Identifying What Cyberbullying Looks Like

What does cyberbullying look like nowadays? Here are some ways that cyberbullying occurs:

  • Harassment and/or cyberstalking: “lurking” on someone’s profile and constantly harassing them
  • Account hacking/creating fake profiles to spread misinformation
  • Doxing: spreading personal information without consent)
  • Swatting: calling emergency responders such as the police to someone’s house)

Signs that these types of bullying could be occurring:

  • Seeming anxious when using their phone or computer
  • Sudden change in friend groups with little explanation
  • Hiding tabs on computer/phone
  • A general shift in emotions (seeming depressed, withdrawn, anxious, etc)

It’s important to monitor your students as closely as possible to notice signs like this. If you feel something is off about a student, consider reaching out to them or their parents/guardians to see what’s going on.

So now that we know a little more about cyberbullying, what can teachers do to prevent it?

Educating on Digital Citizenship

When students learn about digital citizenship, they will learn to appropriately and responsibly use the Internet and other technology. Educating your students on what impact their actions can have online is extremely important. 

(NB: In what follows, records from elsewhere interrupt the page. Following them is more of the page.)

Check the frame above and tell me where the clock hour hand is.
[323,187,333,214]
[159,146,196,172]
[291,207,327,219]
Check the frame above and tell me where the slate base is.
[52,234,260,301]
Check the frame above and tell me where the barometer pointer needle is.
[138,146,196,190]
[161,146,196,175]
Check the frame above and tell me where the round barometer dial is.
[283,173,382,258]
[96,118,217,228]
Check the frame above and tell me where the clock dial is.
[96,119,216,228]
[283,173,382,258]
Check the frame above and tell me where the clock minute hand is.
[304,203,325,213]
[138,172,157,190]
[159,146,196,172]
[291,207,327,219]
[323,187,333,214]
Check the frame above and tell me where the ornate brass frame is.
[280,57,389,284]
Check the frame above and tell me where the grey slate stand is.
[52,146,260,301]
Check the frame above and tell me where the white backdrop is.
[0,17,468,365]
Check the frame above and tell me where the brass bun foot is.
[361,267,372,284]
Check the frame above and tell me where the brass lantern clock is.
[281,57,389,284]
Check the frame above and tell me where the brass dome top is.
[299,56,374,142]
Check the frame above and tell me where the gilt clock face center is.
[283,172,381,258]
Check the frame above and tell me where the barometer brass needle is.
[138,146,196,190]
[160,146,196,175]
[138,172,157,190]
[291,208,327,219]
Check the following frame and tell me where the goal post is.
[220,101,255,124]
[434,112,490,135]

While teaching digital citizenship is helpful for cyberbullying prevention, it has other uses too. Students can understand hacking, piracy, viruses, information literacy, and also how to take care of their physical and emotional health in a digital world. You can learn more about digital citizenship here.

Encouraging Victims to Reach Out

Many students don’t report cyberbullying to parents or teachers out of fear of losing access to technology, or the possibility of not being taken seriously. There are programs out there (including our own program HIBster) that allows students to report any incidents anonymously. If students know there is an anonymous way to report any bullying, they may feel more encouraged to report.

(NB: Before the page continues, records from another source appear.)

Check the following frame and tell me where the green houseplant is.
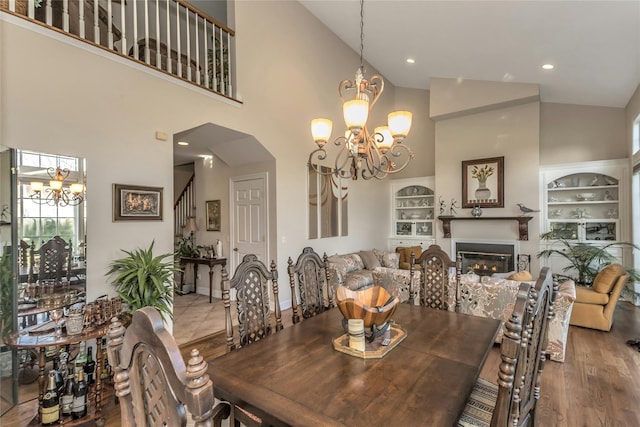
[106,242,176,320]
[537,232,640,285]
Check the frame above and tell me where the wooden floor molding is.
[0,302,640,427]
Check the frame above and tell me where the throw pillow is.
[360,251,382,270]
[507,270,533,282]
[491,271,516,279]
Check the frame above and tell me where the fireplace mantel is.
[438,216,533,240]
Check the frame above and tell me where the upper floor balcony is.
[0,0,236,99]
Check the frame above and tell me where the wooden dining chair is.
[287,247,335,323]
[28,236,71,284]
[107,307,231,426]
[415,245,462,312]
[458,268,557,427]
[222,254,284,427]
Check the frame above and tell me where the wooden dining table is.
[208,304,500,427]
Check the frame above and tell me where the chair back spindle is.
[287,247,335,323]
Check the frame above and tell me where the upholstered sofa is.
[327,249,420,302]
[448,274,576,362]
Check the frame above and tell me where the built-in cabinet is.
[389,177,436,250]
[540,159,630,268]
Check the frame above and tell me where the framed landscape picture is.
[113,184,162,221]
[206,200,220,231]
[462,157,504,208]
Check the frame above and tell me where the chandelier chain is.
[360,0,364,67]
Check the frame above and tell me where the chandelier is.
[309,0,414,179]
[29,168,84,207]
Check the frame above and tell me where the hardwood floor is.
[0,302,640,427]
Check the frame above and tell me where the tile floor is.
[173,293,230,345]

Establishing Anti-Cyberbullying Policies

There is no exact method to fully stop all forms of bullying, so it’s important to establish a proper policy in the instance that cyberbullying does occur. To do this, you need to have a clear definition of bullying, a clear and defined way the school should respond to any reports, and proper and appropriate response to said claims.

When bullying occurs, it is important to get to the source of the problem, rather than deal with the problem and move on. Many of the programs we have created work together to manage incidents and also educate and remediate students. For example, HIBster allows you to manage reports, and programs like HIBstervention, aSAP, Onspire can help you deal with the emotional aftermath of bullying. 

Final Thoughts

Overall, spreading a positive environment is one way to deal with cyberbullying. Remote learning due to the pandemic can be extremely isolating for many students; try to encourage your students to positively interact with each other online. Weaving digital citizenship into regular lessons and chapters can also be an effective way to teach the importance and impact of kindness online.